Monday 23 October 2023

Guest review by Graeme Fife: CULTURAL AMNESIA by Clive James

 


"James is a wonder: the breadth, the stretch of his curiosity, the range of his cultural interest both in ideas and literature is extravagant, the depth of his knowledge profound..."

Graeme Fife is a regular reviewer here. He has written many plays, stories, features and talks for radio, stage plays and articles for newspapers and magazines, and is a regular contributor to BBC Radio 4's From Our Own Correspondent. He's the author of a string of books - children's stories, biography, works of history and fiction. His novel of the French Revolution, No Common Assassin, tells the story of Charlotte Corday.

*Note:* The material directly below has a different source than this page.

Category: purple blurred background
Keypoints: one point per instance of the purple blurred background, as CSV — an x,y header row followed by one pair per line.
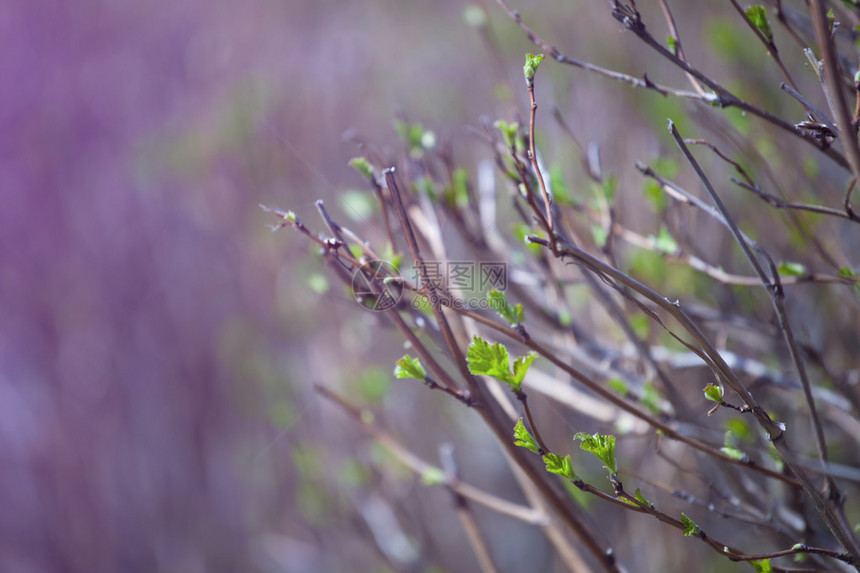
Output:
x,y
154,362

‘Dollink, either you got the voice or you don’t got the voice; I got the voice.’ Zalinka Malinov (attributed)

I received this book as a gift but it is a gift in itself. James is a wonder: the breadth, the stretch of his curiosity, the range of his cultural interest both in ideas and literature is extravagant, the depth of his knowledge profound, add to this his wit and style and you hold in your hands the remarkable gathering of a lifetime’s inquiry into the human mind and heart.

The book comprises vignettes, some in quite extended essays, of individuals whose life and work has either enriched or compromised their existence. For the most part the men and women whom James remembers and speaks of, he recalls with affection and praise. Not always – he is not averse to censure and sees through cant or failed promise and I need not enumerate those whom he castigates. By and large, the censure they get they most obviously deserve. ‘Like his boss, (Goebbels) was able and industrious. He didn’t miss a trick. All he missed was the point.’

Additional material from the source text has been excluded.